I never paid much attention to milestone birthdays, as we were too busy raising a family, working and looking optimistically toward the future. I always thought there was a tomorrow.

Now I am approaching 80. More of my body parts have begun to betray me. My very young podiatrist viewed my sore and aching foot and said, “What an odd old foot you have.” I’ve seen too many friends suddenly appear frail after they’ve hit their 80s. Some have died.

My tall walking stick once guided me down steep hills, but now I lean on it while holding my husband’s arm as I waddle forward. I’m ever conscious of trying to avoid falls, knowing full well that a hip fracture might mean death within the year.

I look forward to family coming for Thanksgiving, for Christmas, for summer visits, but have to plan more carefully as I can no longer sustain long, energetic days.

I awaken in the morning and it takes my body at least five minutes to sort itself out. I intend to clean house, but after vacuuming and washing the kitchen and bathroom floors, my back aches so much that I need to sit down and rest.

When I think of something I want to remember, I dash (good exercise) to the nearest pen and paper, only to lose at least 15 percent of my thought. I think I’m moving rapidly and efficiently, but when day is done, my “to do list” still has many items mocking me that need to be put off till tomorrow. When I sneeze it’s not pretty (sometimes even when I haven’t sneezed).

When I was 70 people would say, “Really? You look like you’re in your early 60s.” Now when I tell them I’m rapidly approaching my 80th birthday, they say, “Oh,” and quickly look away.

Many of my friends have chosen to allow their hair to gray or whiten naturally. Not me. I cling to my neutral medium ash and maintain a supply of root touchups.

In other words, I am confronted daily by my limitations and have to make concessions for age that have come with being “almost” 80.

I think about the prospect of the unimaginable: If my husband or I should die, we cannot fathom the loneliness and depth of loss that we would have to endure.

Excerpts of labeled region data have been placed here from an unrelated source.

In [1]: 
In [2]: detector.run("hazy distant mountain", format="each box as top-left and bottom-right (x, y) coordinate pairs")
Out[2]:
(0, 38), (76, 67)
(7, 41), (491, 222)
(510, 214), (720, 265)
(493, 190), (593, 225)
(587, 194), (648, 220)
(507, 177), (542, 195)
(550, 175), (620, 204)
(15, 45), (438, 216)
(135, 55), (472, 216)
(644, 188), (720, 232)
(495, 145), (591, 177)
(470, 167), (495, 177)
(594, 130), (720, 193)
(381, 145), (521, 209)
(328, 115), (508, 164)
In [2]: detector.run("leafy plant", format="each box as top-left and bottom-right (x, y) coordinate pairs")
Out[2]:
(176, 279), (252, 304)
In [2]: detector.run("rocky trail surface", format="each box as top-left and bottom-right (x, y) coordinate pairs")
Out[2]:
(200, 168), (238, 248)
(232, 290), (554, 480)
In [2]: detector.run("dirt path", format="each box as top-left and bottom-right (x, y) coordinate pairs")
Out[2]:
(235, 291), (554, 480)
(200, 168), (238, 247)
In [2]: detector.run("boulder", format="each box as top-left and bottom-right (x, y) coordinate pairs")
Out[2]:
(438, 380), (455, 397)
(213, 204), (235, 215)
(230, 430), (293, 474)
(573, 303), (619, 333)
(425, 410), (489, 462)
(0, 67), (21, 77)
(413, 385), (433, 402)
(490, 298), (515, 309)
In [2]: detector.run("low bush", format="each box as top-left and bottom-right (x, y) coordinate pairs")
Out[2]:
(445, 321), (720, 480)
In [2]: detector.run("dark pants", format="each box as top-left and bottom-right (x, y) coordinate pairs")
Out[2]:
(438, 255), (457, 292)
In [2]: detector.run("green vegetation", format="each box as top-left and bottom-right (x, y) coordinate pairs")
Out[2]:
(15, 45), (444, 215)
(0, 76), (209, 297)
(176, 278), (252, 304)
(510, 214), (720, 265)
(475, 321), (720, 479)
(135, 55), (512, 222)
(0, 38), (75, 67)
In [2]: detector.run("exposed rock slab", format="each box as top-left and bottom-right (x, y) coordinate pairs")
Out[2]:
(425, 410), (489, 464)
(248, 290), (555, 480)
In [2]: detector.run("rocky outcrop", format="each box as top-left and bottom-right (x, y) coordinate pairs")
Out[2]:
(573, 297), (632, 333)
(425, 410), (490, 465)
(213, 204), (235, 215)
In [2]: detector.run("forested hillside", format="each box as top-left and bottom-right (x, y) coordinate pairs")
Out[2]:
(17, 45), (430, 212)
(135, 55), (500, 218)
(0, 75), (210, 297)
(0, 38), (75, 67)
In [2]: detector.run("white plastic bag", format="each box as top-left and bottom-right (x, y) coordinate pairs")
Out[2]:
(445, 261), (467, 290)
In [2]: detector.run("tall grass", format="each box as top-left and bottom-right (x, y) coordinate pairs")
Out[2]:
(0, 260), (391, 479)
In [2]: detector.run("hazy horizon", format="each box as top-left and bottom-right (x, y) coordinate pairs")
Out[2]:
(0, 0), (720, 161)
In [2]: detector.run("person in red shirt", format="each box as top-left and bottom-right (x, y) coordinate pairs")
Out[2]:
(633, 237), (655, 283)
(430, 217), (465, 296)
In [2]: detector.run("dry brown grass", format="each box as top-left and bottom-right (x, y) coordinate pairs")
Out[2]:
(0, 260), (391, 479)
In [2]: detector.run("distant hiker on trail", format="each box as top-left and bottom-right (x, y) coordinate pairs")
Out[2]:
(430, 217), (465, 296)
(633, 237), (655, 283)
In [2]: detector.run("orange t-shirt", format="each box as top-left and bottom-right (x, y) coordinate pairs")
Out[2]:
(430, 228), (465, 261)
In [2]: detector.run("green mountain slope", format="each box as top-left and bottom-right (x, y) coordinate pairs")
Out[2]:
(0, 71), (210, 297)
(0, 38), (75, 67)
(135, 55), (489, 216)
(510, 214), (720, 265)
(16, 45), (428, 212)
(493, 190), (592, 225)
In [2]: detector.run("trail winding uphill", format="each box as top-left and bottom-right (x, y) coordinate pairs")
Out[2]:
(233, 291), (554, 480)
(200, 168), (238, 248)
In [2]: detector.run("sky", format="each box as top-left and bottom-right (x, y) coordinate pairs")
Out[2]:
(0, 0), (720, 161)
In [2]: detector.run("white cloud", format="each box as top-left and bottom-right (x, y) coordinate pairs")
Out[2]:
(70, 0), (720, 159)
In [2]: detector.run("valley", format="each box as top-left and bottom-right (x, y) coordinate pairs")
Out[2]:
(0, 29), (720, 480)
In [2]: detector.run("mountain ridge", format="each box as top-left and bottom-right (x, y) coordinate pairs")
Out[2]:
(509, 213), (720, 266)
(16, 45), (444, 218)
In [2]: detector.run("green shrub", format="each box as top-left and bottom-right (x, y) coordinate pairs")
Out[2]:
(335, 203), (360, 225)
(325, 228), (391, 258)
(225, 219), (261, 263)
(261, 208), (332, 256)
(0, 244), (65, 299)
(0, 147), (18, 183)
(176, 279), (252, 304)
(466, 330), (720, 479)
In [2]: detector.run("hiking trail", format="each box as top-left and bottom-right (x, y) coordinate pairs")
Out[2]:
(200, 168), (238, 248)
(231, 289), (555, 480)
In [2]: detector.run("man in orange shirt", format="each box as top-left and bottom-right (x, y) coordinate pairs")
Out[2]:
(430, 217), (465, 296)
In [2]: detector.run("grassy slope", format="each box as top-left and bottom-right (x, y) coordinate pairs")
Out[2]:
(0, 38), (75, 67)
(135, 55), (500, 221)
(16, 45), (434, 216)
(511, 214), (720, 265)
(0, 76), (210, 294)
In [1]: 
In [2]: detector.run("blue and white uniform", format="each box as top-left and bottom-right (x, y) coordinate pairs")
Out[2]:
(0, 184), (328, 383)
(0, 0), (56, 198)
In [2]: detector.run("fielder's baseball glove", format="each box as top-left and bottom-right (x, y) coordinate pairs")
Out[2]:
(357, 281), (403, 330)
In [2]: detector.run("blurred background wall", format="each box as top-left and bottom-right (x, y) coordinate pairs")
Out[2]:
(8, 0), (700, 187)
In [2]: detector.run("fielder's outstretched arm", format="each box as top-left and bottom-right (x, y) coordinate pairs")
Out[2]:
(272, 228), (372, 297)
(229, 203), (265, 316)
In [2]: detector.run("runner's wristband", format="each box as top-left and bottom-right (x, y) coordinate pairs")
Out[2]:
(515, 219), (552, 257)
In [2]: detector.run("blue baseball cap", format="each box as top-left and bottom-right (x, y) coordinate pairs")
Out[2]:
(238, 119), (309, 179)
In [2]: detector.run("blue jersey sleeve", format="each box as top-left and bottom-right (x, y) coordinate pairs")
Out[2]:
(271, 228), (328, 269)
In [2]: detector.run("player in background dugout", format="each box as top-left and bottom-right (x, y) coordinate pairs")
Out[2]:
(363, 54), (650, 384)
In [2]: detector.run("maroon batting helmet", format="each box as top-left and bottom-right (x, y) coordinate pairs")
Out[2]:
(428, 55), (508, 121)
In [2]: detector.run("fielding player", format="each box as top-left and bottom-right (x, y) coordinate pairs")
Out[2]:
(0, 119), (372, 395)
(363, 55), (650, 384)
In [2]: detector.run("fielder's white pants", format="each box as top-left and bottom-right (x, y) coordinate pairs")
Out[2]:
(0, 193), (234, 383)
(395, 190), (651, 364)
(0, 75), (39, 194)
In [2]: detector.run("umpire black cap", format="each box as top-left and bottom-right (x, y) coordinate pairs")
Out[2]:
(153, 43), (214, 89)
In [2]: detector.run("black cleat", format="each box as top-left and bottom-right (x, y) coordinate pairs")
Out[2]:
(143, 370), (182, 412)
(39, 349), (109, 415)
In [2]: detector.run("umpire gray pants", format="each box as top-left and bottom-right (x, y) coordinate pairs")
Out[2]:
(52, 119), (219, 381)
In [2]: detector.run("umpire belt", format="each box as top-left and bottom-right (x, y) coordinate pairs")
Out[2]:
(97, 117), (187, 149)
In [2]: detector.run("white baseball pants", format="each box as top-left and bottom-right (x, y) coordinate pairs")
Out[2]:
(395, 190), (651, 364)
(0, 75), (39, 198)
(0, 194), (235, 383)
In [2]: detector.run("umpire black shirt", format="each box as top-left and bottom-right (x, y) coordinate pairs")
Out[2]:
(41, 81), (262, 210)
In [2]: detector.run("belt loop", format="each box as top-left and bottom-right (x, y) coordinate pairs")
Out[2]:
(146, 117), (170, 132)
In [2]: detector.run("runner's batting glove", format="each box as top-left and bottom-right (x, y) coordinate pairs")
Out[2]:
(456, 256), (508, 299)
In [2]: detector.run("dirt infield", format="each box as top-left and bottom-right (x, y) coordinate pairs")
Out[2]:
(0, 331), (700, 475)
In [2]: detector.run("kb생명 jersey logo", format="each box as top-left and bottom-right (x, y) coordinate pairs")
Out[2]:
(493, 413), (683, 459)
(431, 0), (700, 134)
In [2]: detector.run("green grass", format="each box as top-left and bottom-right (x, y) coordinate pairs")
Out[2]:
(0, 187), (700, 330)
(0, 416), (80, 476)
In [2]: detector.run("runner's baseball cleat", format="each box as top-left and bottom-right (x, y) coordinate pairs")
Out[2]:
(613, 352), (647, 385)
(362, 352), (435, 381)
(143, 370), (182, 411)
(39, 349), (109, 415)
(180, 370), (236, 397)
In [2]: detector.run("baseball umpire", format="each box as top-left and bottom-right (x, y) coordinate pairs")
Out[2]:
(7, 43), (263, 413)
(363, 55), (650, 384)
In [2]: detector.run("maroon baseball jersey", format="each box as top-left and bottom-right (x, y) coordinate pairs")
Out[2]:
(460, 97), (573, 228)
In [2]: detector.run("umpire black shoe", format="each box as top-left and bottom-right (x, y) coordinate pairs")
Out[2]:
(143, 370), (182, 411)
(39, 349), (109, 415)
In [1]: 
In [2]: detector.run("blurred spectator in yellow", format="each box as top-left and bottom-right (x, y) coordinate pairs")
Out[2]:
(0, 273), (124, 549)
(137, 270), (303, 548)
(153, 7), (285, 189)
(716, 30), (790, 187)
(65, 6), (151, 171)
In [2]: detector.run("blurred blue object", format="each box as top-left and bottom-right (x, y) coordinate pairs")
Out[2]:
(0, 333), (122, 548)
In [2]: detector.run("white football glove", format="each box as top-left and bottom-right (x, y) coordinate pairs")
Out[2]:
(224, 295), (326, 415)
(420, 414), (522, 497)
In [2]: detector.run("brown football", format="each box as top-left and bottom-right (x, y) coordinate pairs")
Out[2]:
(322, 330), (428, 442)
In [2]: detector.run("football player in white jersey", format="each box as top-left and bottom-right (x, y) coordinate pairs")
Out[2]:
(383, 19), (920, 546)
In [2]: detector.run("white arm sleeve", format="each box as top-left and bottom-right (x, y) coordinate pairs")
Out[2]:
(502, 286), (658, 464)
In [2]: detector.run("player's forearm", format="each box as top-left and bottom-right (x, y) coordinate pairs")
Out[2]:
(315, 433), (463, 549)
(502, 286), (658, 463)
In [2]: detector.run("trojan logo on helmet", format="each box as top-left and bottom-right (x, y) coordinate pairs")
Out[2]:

So, now, suddenly at “almost” 80, I no longer feel as I did at 21, optimistically confronting a future of unknown possibilities. I know I am suddenly old, but the amazing, wonderful thing is that I still absolutely enjoy each day, walking the beach, clasping my husband’s hand, being with my family, volunteering, reading, listening to music – and I gaze a little toward tomorrow eager to embrace it while I still can.